Iran’s President Mahmoud Ahmadinejad has said that as historic neighbors, Iran and Russia cannot be enemies, underlining existing good relations between the two nations and urging expansion of ties to the highest level.
Addressing Iranian families residing in the Russian capital, Moscow, Monday night, President Ahmadinejad said, “The friendship between the two countries is certainly beneficial to both nations as well as all regional nations and thus these friendly ties must strengthen.”
“Fortunately,” the Iranian president reiterated, “the Russian president also pursues a similar approach.”
“Of course, such ties have their enemies too, since hegemonic powers can never tolerate friendship between two countries and two nations; in fact, they always want to remain the chief of the world,” Ahmadinejad stated.
The head of Iran’s executive branch further emphasized on the need to build the Islamic Republic in all fields and turning it into a “global model,” describing the task as “public duty” and clarifying that the process will likely involve a lot of controversies since “there is a small group that always wants to impart their problems to the human society in efforts to achieve their objectives.”
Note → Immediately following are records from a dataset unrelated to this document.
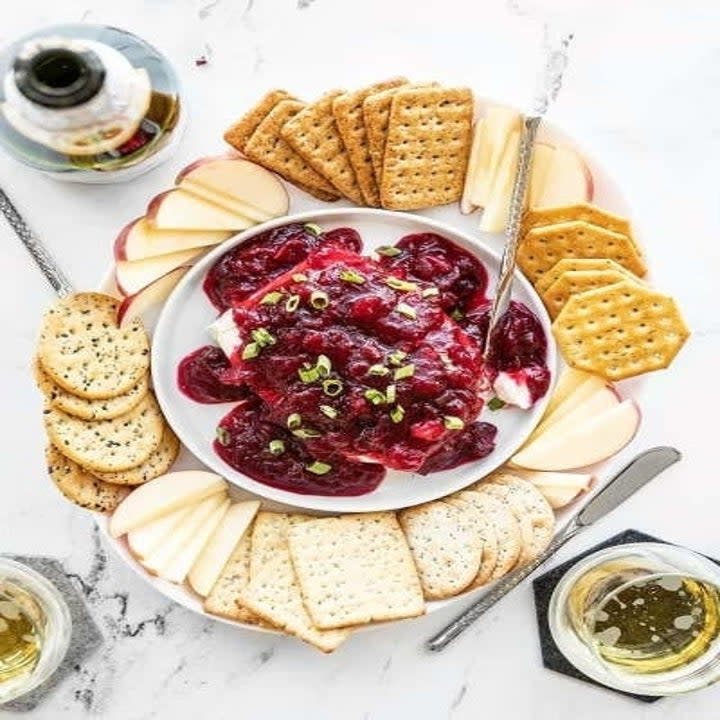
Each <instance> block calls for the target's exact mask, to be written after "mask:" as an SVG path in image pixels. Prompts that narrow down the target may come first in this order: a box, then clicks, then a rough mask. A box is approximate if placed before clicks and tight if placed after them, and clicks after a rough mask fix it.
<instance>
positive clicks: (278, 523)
mask: <svg viewBox="0 0 720 720" xmlns="http://www.w3.org/2000/svg"><path fill="white" fill-rule="evenodd" d="M307 519H308V518H307V516H305V515H286V514H284V513H267V512H264V513H258V516H257V518H256V520H255V527H254V528H253V535H252V541H251V552H250V581H249V582H248V584H247V586H246V587H245V588H244V590H243V591H242V593H241V595H240V598H239V601H240V603H241V604H242V605H243V606H244V607H246V608H248V609H249V610H251V611H252V612H254V613H256V614H257V615H259V616H260V617H262V618H263V619H264V620H266V621H267V622H269V623H271V624H272V625H275V626H276V627H279V628H281V629H282V630H285V632H287V633H289V634H291V635H295V636H296V637H298V638H300V639H301V640H304V641H305V642H308V643H310V644H311V645H314V646H315V647H317V648H318V649H320V650H322V651H323V652H332V651H333V650H335V649H336V648H337V647H338V646H339V645H341V644H342V643H343V642H344V641H345V640H346V639H347V638H348V637H349V635H350V631H349V630H328V631H324V630H319V629H317V628H316V627H315V626H314V625H313V623H312V620H311V619H310V617H309V615H308V613H307V611H306V610H305V606H304V605H303V598H302V594H301V593H300V586H299V585H298V581H297V577H296V575H295V570H294V569H293V564H292V561H291V559H290V551H289V548H288V540H287V534H288V530H289V529H290V528H291V527H293V526H294V525H298V524H304V523H305V522H306V521H307ZM258 523H260V525H259V527H258ZM298 526H299V525H298Z"/></svg>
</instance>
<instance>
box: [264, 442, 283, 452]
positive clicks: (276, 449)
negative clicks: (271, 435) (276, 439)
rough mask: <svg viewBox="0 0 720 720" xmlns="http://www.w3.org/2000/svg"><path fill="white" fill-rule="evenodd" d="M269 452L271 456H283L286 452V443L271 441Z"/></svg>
mask: <svg viewBox="0 0 720 720" xmlns="http://www.w3.org/2000/svg"><path fill="white" fill-rule="evenodd" d="M268 450H270V454H271V455H282V454H283V453H284V452H285V443H284V442H283V441H282V440H271V441H270V443H269V444H268Z"/></svg>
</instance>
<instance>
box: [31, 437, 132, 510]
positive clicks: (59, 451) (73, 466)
mask: <svg viewBox="0 0 720 720" xmlns="http://www.w3.org/2000/svg"><path fill="white" fill-rule="evenodd" d="M45 461H46V464H47V469H48V475H50V478H51V480H52V481H53V482H54V483H55V486H56V487H57V489H58V490H60V492H61V493H62V494H63V495H64V496H65V497H66V498H67V499H68V500H69V501H70V502H72V503H75V505H79V506H80V507H82V508H86V509H87V510H94V511H95V512H112V511H113V510H115V508H116V507H117V506H118V505H119V504H120V503H121V502H122V501H123V500H124V499H125V498H126V497H127V496H128V495H129V494H130V488H126V487H122V486H121V485H111V484H110V483H106V482H103V481H102V480H98V479H97V478H96V477H94V476H93V475H91V474H90V473H89V472H88V471H87V470H85V469H83V468H81V467H80V466H79V465H78V464H77V463H75V462H73V461H72V460H70V458H66V457H65V456H64V455H63V454H62V453H61V452H60V451H59V450H58V449H57V448H55V447H54V446H53V445H48V447H47V449H46V450H45Z"/></svg>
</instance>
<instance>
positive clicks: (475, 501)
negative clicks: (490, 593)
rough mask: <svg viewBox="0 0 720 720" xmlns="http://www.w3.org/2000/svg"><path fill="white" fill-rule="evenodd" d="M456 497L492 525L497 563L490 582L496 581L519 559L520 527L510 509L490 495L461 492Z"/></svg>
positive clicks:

Describing the pace of Iran’s progress as “very good,” President Ahmadinejad went on to note that today the Islamic Republic has done great things and “accomplished high advancements.”
He also stressed that the common goal of the Iranian nation must never be forgotten, adding that we must “aim for highest peaks” and put the latest knowledge and advancements in the world at the service of our country.
During his speech President Ahmadinejad further pointed to the fact that over half of the world’s population live in poverty, saying that when there is no justice, many human capacities will fail to flourish “since justice is the basis of human development [and] justice is the common aim of divine prophets.”
The Iranian president arrived in Moscow on Monday to partake in the 2nd GECF summit and hold talks with foreign counterparts including Russian President Vladimir Putin.
The GECF, whose first ministerial meeting was held in Tehran in May 2001, is an intergovernmental organization comprising 13 of the world’s leading natural gas producers, namely Algeria, Bolivia, Egypt, Equatorial Guinea, Iran, Libya, Nigeria, Oman, Qatar, Russia, Trinidad and Tobago, the United Arab Emirates and Venezuela. The observer states include Kazakhstan, Iraq, the Netherlands and Norway.
GECF’s potential rests on the enormous natural gas reserves of its member countries, which account for some 62 percent of the world’s proven natural gas deposits.